We arrived back in Krakow around 3 p.m. and began to prepare for Shabbos. We davened in our hotel, and then made our way to the hall where we were having our Shabbos meal. The meal was joyous, with conversation, divrei Torah and zemiros.
The next morning, we were going to be davening at the Isaak shul/Chabad of Krakow. The week we were in Krakow coincided with the 27th annual Kracow Jewish Culture Festival. Very little Jewish, and much less culture. Joining us in shul that Shabbos morning were Rabbi Shmuley Boteach, who was in Krakow to protest the upcoming UNESCO vote on the Me’arat Hamachpelah; Israeli Knesset speaker Yuli Edelstein, who was there for the festival; and Chief Rabbi Shudrich. After davening we were treated to a beautiful kiddush and were addressed by Rabbi Boteach. Before lunch, we toured Old Krakow and saw many of the old shuls. Once again, they were empty. On the way to lunch, we stopped off at the new JCC, dedicated by HRH the Prince of Wales in the mid 1990s. Rabbi Avi Baumel is the shaliach of the Rabbanut to Poland. He has classes a few times a week, attended by 20-30 young Polish teens. The JCC has over 650 members and is growing, as Judaism is making a slow comeback. During lunch, we heard from two survivors and a Righteous Gentile. Havdalah was a typical NCSY havdalah, but with 35 adults, singing and dancing as Shabbos ebbed away on our last night in Poland.

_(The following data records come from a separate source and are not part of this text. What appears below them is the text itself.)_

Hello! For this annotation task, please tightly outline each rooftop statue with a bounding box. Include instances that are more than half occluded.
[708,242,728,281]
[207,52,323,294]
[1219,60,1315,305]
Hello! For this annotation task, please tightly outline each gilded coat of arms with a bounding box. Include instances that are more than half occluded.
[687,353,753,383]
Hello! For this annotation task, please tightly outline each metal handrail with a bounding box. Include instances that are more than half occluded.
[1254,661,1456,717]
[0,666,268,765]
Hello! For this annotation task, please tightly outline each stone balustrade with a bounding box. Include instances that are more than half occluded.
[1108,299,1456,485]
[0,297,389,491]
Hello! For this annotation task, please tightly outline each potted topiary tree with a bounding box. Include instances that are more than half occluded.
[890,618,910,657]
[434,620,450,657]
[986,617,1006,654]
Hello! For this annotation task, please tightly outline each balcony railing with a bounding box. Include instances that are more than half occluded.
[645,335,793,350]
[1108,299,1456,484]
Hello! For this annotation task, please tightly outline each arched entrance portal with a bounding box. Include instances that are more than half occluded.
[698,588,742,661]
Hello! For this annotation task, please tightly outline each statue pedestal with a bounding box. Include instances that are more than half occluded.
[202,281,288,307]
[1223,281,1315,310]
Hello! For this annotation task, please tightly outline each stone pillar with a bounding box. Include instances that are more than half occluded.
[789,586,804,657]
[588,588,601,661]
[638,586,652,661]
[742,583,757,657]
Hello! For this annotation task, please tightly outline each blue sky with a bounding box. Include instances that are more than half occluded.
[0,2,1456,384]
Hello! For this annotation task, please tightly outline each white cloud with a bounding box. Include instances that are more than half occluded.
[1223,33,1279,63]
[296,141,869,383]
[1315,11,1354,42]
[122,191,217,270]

As I reflect on this trip, I know it was something I needed to do. For my family. For myself.
By Rabbi Steve Roth
Rabbi Roth has been a resident of Passaic for the past 46 years. He was the founding rabbi of Kehilas Eitz Chaim in Passaic, from where he retired eight years ago. He and his wife, Fern, currently split their time between Passaic, Florida and Israel. They have three married children, who live in Israel, Baltimore and Teaneck with their families.